The precedent set in this case was highly significant as the rule that it established was confirmed a year later in Scotson v Pegg. This ruling in this case also went in favour of the claimant, enforcing a promise made where there had been no fresh consideration offered, only the existing agreement with a third party. However this case may not be a direct application of the precedent, and it could be argued that this case would have had the same outcome with or without Shadwell v Shadwell due to the reasoning of business efficacy. The situation in Scotson v Pegg was a commercial one and it is evident form this and the later case of Glassbrook Bros. v Glamorgan County Council that he courts do not look kindly on promises that are made in a commercial context being broken. So while Shadwell v Shadwell showed great significance in social settings, it may only have had a slight influence in commercial settings.
The rule that an existing contractual agreement to a third party can be used as good consideration for a new promise is also shown in the cases of the Eurymedon and Pao On v Yiu Long. It can be argued that these cases rely heavily on the precedent set in Shadwell v Shadwell and that without this case, the outcome of later cases would have been much different, this would make the precedent set in Shadwell v Shadwell extremely significant in the development on the law on consideration. However it can also be argued that the ratio behind these later decision was also business efficacy as in Glassbrook v Glamorgan. This would suggest that the influence of the precedent set in Shadwell v Shadwell was very minimal, and only really applies in social situations and that we have not really seen a modern day application of it in the courts.

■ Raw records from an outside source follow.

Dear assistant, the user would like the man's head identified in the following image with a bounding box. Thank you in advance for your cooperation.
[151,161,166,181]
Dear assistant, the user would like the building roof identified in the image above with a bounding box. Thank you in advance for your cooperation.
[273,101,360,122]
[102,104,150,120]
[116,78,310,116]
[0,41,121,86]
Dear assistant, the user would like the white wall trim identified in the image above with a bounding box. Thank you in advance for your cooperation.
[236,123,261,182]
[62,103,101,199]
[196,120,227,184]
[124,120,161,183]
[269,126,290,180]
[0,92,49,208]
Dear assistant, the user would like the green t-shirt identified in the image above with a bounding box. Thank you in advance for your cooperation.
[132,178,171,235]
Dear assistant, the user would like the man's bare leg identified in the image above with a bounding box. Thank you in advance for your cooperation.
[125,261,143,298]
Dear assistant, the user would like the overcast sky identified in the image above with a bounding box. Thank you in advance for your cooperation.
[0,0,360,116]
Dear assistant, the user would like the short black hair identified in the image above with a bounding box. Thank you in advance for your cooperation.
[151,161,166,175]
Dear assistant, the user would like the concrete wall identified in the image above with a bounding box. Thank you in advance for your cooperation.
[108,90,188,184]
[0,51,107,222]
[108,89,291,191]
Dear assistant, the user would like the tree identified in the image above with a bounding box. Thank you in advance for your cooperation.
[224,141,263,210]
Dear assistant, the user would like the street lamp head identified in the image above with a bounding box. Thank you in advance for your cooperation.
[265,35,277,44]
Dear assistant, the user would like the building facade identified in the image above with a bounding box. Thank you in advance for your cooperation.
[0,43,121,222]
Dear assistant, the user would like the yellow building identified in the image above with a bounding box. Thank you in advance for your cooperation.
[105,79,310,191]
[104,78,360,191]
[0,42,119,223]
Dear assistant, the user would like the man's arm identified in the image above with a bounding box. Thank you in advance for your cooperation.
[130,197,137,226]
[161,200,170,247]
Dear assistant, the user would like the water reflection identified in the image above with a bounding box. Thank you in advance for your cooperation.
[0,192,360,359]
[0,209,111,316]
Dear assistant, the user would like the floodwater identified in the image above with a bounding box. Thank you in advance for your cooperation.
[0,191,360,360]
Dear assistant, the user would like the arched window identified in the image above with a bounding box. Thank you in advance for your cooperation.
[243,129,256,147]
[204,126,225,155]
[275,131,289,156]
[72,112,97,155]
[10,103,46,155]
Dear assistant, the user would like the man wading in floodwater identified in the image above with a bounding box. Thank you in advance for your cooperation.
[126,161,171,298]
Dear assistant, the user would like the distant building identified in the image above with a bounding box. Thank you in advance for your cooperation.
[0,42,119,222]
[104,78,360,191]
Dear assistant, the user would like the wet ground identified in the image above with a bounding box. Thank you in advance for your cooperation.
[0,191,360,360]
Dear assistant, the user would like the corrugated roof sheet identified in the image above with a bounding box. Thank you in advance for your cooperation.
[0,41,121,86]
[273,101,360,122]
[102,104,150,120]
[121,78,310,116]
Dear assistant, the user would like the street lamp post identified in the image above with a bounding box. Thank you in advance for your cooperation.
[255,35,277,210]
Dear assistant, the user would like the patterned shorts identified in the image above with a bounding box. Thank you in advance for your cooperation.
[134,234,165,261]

In conclusion, the significance or the precedent set in Shadwell v Shadwell is arguable. Many would argue that it was highly significant as it was the beginning of an exception to the basic rule that an existing duty cannot be held as good consideration for a fresh promise. However it can also be argues that Shadwell v Shadwell is the only case of it's type as the other cases that followed it may have been decided more for business efficacy reasons that because of the precedent set in Shadwell v Shadwell. On balance I would say that the precedent set in Shadwell v Shadwell is significant in the development of the law on consideration, but I would not say that the cases following it were decided in the way they were purely due to this precedent and the level of significance of Shadwell v Shadwell may be exaggerated.